At the heart of all these problems, I feel—and I am biased, as a social scientist, to feel this way—that talk of intangibility misses something important about everyday experience. It's oddly easy to imagine intangibles without ever connecting them to their designers’ or users’ real lives, as if they were innovated into existence, circled the globe, then converted into wealth without ever touching ground. Can intangible assets really be separated from the material if they are conceived at a barbeque in Silicon Valley, or emerge immaculately from decades of public sector basic research funding? I’ve been to Wikipedia Edit-A-Thons and eaten the campus pizza that accompanies them, and all of us brought material experience to what we chose to write about.
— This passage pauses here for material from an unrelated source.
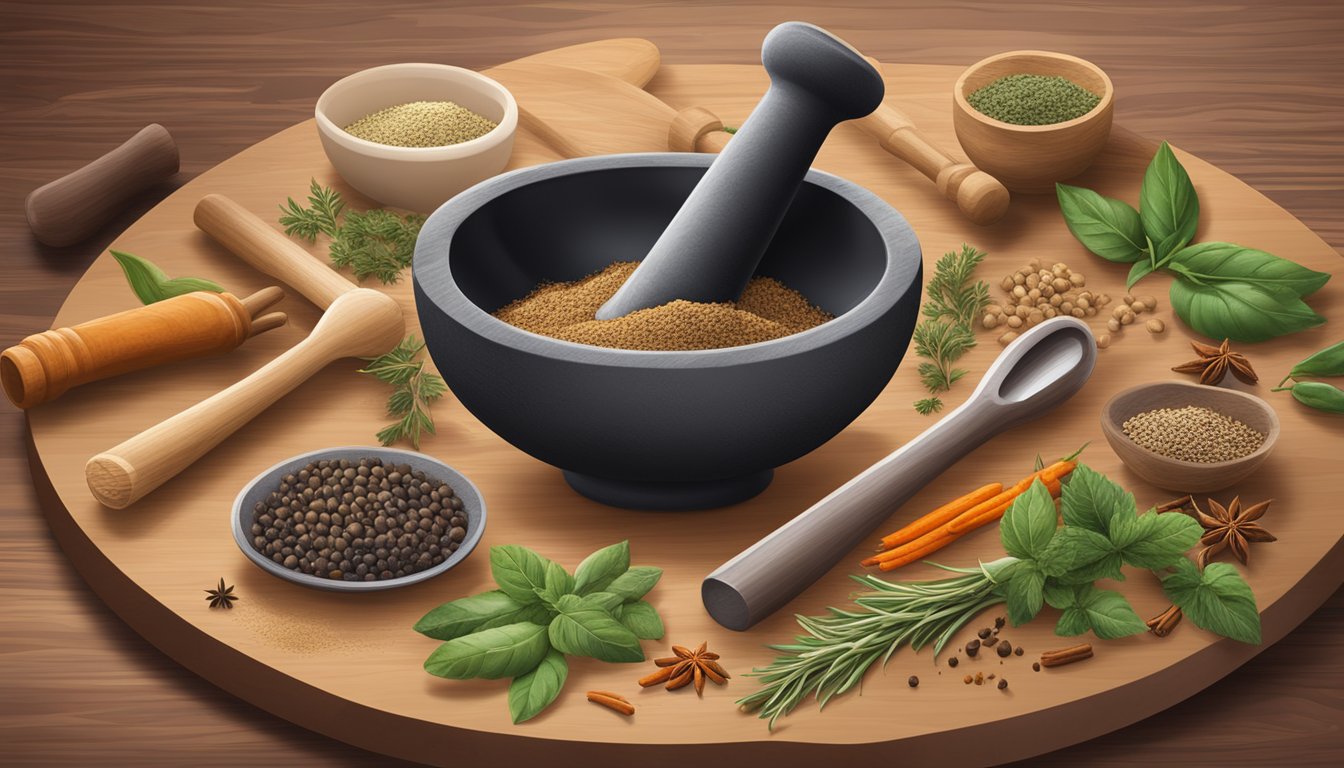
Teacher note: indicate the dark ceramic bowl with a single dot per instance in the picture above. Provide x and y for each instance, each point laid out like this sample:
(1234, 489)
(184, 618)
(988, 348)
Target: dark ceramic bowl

To be judged on the same playing field, open solutions and IP-protected solutions must take into account not only economic contributions, scale, and use, but also the diversity and experiences of their creators and their impact on end users. Protected intangibles may be easier to monitor and regulate, open innovation may be designed and used for a greater diversity of people, but both should ultimately be judged not by the wealth they create—an interim proxy for social good that can be realized in any number of ways—but by the immediate and long-term impact on users, including how many users ultimately benefit from them. We see this as a measurement of value with vaccines: why should an app be different? Talking about the material, tangible origins and impacts of our intangible economy may be one way to start.
The perspectives in this article are those of the author and not of ICTC.